Dennis Diehl (CDU) was elected as mayor in 2019. He was replaced by Ralf Jürgen Winter (CDU) on 9 July 2024.

=== Municipal council ===
The council is made up of 21 council members, counting the part-time mayor, with seats apportioned thus:
| | SPD | CDU | FWG | Total |
| 2014 | 6 | 10 | 4 | 20 seats |
| 2019 | 6 | 10 | 4 | 20 seats |
| 2024 | 5 | 10 | 5 | 20 seats |

=== Town partnerships ===
- Mareuil-le-Port, Marne, France
- Großrudestedt, Sömmerda district, Thuringia

=== Coat of arms ===
The municipality's arms might be described thus: Per fess barry of five argent and gules, and gules a wheel spoked of six couped at the upper edge of the hub of the first; half Wheel of Mainz.

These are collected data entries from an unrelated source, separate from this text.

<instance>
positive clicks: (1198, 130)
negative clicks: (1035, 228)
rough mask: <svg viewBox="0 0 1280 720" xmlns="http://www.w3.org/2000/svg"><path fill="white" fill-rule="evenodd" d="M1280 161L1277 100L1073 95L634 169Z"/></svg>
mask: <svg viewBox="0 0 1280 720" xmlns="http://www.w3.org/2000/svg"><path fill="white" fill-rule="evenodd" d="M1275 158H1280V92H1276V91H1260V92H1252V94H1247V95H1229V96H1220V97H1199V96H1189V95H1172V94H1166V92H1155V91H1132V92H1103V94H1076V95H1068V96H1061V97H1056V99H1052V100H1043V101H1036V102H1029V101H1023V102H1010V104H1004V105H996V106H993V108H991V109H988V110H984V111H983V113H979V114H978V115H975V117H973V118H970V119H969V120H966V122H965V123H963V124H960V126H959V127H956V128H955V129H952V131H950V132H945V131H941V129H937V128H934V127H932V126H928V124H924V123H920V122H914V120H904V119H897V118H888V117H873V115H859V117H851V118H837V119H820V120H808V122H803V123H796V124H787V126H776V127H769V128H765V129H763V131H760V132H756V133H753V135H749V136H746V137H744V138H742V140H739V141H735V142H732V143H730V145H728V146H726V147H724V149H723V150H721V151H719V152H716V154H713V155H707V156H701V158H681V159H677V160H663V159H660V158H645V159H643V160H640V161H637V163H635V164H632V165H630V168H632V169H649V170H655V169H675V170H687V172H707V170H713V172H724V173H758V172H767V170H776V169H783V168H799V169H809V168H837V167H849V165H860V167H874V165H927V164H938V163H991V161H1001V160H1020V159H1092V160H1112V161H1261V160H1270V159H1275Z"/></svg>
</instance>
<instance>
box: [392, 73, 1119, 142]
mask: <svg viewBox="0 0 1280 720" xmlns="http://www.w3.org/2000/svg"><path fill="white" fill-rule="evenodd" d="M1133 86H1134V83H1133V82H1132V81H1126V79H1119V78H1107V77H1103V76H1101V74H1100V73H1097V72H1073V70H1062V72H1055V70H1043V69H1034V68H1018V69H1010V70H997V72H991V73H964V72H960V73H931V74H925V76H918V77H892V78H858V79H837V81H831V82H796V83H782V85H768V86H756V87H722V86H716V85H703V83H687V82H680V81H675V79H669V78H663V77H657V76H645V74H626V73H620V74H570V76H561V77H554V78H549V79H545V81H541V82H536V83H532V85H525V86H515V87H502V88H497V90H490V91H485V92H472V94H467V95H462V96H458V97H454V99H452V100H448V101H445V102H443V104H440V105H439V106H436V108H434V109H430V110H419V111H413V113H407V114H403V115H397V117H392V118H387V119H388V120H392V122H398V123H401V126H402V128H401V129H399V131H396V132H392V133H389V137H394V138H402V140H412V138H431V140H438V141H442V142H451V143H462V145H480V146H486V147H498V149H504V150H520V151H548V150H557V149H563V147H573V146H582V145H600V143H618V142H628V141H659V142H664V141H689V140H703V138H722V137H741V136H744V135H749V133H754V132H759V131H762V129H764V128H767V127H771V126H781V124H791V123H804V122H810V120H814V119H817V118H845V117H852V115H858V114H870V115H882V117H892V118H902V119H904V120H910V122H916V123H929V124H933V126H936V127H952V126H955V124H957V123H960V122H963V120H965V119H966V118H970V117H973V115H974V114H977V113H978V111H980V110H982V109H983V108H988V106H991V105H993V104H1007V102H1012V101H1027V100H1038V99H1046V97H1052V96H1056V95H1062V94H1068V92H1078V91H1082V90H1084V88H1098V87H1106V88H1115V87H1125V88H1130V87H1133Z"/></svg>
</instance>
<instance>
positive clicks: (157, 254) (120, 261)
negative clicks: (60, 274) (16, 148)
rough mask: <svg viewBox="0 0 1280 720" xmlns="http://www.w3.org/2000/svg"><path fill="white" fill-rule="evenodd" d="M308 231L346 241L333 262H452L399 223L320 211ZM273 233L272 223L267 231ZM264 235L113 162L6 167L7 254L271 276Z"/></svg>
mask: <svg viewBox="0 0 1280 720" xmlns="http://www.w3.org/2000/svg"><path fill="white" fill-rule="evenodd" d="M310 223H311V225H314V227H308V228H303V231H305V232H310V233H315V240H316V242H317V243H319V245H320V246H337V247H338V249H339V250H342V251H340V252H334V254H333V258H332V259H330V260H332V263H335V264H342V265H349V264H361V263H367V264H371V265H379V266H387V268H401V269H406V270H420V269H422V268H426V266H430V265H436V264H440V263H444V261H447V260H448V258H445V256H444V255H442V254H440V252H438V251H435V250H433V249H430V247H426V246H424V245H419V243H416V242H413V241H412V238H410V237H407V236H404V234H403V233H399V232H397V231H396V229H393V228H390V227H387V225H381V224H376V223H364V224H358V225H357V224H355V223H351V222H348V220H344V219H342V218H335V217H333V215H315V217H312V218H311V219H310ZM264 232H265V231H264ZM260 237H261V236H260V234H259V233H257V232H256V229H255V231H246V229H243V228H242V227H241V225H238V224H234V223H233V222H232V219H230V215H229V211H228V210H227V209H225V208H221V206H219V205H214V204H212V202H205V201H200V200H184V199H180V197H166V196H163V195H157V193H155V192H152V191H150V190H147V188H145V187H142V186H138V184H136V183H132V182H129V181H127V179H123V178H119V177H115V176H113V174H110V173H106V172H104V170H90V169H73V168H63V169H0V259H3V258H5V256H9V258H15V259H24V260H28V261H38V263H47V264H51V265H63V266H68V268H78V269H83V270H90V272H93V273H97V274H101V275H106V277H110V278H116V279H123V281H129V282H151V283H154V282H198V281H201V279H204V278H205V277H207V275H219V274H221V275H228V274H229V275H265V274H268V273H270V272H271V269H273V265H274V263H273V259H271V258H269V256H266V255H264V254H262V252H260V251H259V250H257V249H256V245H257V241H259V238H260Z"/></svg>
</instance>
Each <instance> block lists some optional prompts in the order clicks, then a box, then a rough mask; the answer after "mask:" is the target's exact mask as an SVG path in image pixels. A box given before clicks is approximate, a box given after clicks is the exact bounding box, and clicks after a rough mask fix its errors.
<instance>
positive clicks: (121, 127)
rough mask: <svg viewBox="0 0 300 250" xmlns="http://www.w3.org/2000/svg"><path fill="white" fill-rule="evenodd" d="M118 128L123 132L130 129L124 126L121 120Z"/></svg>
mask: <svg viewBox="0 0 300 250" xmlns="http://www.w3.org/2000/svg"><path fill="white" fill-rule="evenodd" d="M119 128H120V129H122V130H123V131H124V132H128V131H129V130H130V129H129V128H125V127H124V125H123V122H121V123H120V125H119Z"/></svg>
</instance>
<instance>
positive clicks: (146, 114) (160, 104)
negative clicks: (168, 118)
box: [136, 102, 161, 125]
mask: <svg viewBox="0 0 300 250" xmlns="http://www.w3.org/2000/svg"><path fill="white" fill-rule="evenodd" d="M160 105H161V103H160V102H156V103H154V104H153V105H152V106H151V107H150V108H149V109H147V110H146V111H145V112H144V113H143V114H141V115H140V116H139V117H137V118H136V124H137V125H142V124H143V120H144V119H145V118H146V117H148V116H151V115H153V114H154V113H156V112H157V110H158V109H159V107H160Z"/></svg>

== Culture and sightseeing==

=== Theatre ===
- Theatre group Alla Hopp

=== Music ===
- Männergesangverein 1845 Zornheim (men's singing club)
- Gesangverein Sängerbund Zornheim (1911) (singing club)
- Musikfreunde Zornheim (1972)
- Evangelical church choir (1976)
- CHORisma - formerly Singkreis - (1991)

=== Buildings ===
- Saint Bartholomew's Catholic Church (Katholische Kirche St. Bartholomäus)

=== Sport ===
- Turn- und Sportverein Zornheim (1895) (gymnastics and sport)
- Tennisclub Zornheim (1975)
- Wanderfreunde 2002 Zornheim Laaf mit! (hiking)

=== Clubs ===
- Freiwillige Feuerwehr Zornheim (1887) (volunteer fire brigade)
- Carneval-Verein Zornheim (1931)
- Landfrauenverein (countrywomen)
- Bauernverein (farmers)
- Seniorenclub Zornheim (1976)
- Katholische Landjugendbewegung -KLJB- (1984) (“catholic country youth movement”)
- Bayern-Fanclub Rhoihesse-Heros
- FCK-Fanclub Zornheim

== Economy and infrastructure ==

=== Winegrowing ===
Zornheim lies in the Bereich Nierstein in the Rheinhessen wine region. Its Großlage (grouping in the German system of wine classification) comprises the vineyards Mönchbäumchen, Pilgerweg, Dachgewann, Guldenmorgen and Vogelsang.